Now, according to National Drug Authority (NDA), ministry of Health and the World Health Organization (WHO), many of these fake Postinor tablets are widely sold on the market and many Uganda lives are at high risk because many Ugandans don’t bother to check whether drugs are original or not.
According to Nasser Lubowa, the head of post-market surveillance at NDA, local technical representatives (LTRs) or distributors of manufacturing companies are frustrating their fight against poor quality products.
The National Drug Authority is putting in place a strong implementation of recalls by LTR of manufacturers. Upon a recall, the LTR is required to gather the drugs from all pharmacists or other chains of distributors they have sold the products at their own cost, according to information from NDA.
“These fake Postinor drugs have since been circulated in pharmacies, clinics and dispensaries across the country, and many Ugandans are buying and using them unknowingly. The fake Postinor 2 have maize flour in them. And the real one has the actual drug,” Lubowa told the press on Monday morning during the launch of Communication Campaign against Substandard and Falsified Medicine.
He added, “In a bid to protect the lives of Ugandans, the Uganda National Drug Authority launched a program in line to eliminate substandard products such as this Postinor-2 which is very common and widely used by many young ladies and girls.”
Postinor-2 is an emergency contraceptive only. Postinor-2 is not intended as a regular method of contraception. At least 95 per cent of expected pregnancies will be prevented if taken within the first 24 hours, declining to 58 per cent if taken between 48 hours and 72 hours after unprotected intercourse.

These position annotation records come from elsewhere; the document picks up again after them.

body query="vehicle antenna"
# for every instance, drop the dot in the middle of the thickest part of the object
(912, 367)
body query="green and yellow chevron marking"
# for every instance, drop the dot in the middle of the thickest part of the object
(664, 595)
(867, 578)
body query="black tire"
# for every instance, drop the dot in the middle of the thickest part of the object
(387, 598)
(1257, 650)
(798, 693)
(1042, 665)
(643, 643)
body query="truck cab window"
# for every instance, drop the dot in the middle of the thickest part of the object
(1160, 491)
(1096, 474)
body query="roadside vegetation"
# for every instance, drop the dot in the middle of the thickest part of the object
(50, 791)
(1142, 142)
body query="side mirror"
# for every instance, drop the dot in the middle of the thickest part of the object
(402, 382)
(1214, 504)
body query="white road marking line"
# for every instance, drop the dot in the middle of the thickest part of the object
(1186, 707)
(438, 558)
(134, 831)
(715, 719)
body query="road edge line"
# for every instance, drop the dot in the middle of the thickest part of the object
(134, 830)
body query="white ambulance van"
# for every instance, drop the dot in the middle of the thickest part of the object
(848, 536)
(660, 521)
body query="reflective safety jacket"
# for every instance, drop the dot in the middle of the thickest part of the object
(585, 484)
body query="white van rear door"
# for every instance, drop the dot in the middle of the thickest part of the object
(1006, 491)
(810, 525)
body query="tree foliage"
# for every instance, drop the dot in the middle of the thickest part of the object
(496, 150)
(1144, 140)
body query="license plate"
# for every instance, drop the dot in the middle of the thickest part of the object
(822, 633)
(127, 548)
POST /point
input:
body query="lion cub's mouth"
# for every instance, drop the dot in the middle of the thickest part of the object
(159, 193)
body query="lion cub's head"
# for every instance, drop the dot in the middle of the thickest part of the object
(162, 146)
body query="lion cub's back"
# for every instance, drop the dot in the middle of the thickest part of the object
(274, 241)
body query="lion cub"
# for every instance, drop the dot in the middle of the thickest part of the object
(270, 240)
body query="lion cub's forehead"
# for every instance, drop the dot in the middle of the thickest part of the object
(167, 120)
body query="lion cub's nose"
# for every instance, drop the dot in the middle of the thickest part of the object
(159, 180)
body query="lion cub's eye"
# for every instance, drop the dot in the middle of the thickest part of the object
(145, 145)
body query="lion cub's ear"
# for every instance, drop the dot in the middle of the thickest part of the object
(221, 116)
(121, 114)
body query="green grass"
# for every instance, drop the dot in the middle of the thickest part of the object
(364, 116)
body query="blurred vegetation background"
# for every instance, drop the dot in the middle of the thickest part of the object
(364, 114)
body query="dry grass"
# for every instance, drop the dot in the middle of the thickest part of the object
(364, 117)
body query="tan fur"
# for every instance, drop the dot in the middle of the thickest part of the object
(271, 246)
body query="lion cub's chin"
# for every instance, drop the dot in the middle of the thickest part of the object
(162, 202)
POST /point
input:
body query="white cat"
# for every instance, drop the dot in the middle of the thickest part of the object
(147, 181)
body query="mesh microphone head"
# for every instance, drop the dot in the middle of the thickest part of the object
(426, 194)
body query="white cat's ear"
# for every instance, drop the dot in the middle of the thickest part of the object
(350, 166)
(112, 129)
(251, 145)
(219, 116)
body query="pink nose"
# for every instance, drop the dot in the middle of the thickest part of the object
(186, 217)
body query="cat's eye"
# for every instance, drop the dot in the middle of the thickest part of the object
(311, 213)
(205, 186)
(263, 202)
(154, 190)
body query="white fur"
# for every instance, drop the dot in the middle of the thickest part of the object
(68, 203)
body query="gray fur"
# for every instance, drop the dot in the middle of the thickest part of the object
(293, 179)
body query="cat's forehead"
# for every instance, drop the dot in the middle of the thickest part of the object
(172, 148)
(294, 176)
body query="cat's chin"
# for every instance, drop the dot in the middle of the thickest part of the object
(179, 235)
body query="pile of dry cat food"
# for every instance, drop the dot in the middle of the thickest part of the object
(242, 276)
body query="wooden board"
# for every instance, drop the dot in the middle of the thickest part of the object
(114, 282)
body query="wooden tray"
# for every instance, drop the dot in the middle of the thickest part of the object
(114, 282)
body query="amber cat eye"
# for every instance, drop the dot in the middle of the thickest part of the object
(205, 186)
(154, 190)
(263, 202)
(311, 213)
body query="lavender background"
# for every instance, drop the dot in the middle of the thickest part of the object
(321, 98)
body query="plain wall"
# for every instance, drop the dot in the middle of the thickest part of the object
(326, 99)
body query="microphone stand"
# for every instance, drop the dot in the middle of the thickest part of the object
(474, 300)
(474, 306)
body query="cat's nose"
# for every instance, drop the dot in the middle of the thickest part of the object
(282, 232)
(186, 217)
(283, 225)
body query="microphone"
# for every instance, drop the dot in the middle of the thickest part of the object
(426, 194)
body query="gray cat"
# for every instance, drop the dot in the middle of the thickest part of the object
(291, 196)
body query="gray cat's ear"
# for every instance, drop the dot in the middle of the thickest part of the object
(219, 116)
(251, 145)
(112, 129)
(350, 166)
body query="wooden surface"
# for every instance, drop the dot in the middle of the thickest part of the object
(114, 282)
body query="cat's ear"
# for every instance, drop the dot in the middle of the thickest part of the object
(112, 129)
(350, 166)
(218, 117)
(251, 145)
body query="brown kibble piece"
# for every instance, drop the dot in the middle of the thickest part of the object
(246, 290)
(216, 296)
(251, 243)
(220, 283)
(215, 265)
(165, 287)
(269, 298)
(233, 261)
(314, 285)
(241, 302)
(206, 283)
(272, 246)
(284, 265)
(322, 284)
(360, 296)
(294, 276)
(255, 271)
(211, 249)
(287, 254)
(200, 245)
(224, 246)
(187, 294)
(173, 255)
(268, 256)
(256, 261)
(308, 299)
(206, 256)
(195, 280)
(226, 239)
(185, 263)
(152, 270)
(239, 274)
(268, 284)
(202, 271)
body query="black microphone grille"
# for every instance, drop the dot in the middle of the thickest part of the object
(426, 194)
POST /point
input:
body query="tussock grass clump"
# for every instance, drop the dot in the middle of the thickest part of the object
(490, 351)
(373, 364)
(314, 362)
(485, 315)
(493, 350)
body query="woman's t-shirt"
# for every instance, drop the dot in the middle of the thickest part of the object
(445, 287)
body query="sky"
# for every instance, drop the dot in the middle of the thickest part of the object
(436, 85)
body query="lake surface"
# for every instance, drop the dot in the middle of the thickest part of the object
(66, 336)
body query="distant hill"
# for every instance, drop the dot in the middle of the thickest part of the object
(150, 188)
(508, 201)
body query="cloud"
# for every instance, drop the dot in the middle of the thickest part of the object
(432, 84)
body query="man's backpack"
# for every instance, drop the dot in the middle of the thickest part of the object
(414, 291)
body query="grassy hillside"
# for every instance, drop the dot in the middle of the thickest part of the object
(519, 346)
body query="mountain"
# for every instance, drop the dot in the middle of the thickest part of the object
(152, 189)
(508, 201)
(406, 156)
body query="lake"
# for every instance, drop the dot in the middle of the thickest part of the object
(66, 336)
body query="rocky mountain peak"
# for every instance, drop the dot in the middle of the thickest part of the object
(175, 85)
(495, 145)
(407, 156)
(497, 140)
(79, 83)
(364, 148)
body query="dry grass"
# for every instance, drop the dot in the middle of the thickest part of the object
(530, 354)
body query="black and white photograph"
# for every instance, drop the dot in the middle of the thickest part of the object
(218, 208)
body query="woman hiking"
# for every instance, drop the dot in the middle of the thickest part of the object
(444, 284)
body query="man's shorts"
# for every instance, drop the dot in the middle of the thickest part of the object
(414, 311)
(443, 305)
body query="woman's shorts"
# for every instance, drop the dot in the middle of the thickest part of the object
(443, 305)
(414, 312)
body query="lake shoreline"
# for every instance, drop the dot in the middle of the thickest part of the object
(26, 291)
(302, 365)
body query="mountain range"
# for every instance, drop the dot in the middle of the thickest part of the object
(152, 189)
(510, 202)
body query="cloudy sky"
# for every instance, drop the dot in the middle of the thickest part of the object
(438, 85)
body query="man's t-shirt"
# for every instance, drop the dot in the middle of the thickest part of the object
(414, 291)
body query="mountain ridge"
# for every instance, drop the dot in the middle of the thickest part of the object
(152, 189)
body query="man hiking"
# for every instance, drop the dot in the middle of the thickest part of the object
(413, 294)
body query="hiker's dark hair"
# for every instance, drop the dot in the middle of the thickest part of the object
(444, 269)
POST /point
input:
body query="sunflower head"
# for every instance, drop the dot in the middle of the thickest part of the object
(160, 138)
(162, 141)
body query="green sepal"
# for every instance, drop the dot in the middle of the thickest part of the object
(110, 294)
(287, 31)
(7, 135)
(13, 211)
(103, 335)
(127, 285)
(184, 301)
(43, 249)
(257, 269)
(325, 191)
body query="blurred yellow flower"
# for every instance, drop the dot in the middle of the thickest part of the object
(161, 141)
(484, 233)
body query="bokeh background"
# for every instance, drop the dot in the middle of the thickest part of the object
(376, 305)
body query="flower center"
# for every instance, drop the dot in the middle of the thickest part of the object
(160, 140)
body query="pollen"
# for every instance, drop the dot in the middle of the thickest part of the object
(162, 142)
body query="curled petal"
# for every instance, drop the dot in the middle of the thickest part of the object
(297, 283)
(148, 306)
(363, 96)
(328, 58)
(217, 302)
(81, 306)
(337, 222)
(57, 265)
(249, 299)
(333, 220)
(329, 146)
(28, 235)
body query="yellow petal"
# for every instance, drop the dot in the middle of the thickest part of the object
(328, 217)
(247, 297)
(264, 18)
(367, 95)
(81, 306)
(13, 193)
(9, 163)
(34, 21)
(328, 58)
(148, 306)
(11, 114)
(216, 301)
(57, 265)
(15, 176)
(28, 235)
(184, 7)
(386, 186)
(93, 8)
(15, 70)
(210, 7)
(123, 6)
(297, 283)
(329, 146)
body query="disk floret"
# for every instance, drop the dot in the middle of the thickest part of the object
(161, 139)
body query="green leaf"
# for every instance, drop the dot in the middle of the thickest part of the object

It is not known whether Postinor-2 is effective if taken more than 72 hours after unprotected intercourse. Speaking at the launch, Robinah Kaitiritimba, who is the executive director of the Uganda National Health Consumers Organization, said the NDA surveillance and enforcement is inadequate to effectively tackle the problem because they still have a lot of drug resistance problems.
Dr Joseph Mwoga, the World Health Organization pharmaceutical official for Uganda, urged the Ugandan government to increase program sensitization on the dangers and how to avoid falsified or substandard medicines.
Mwoga has also warned the public to refrain from buying and using medicines not properly prescribed by competent authorities for any therapeutic purposes in order to avoid endangering one’s health, he concluded.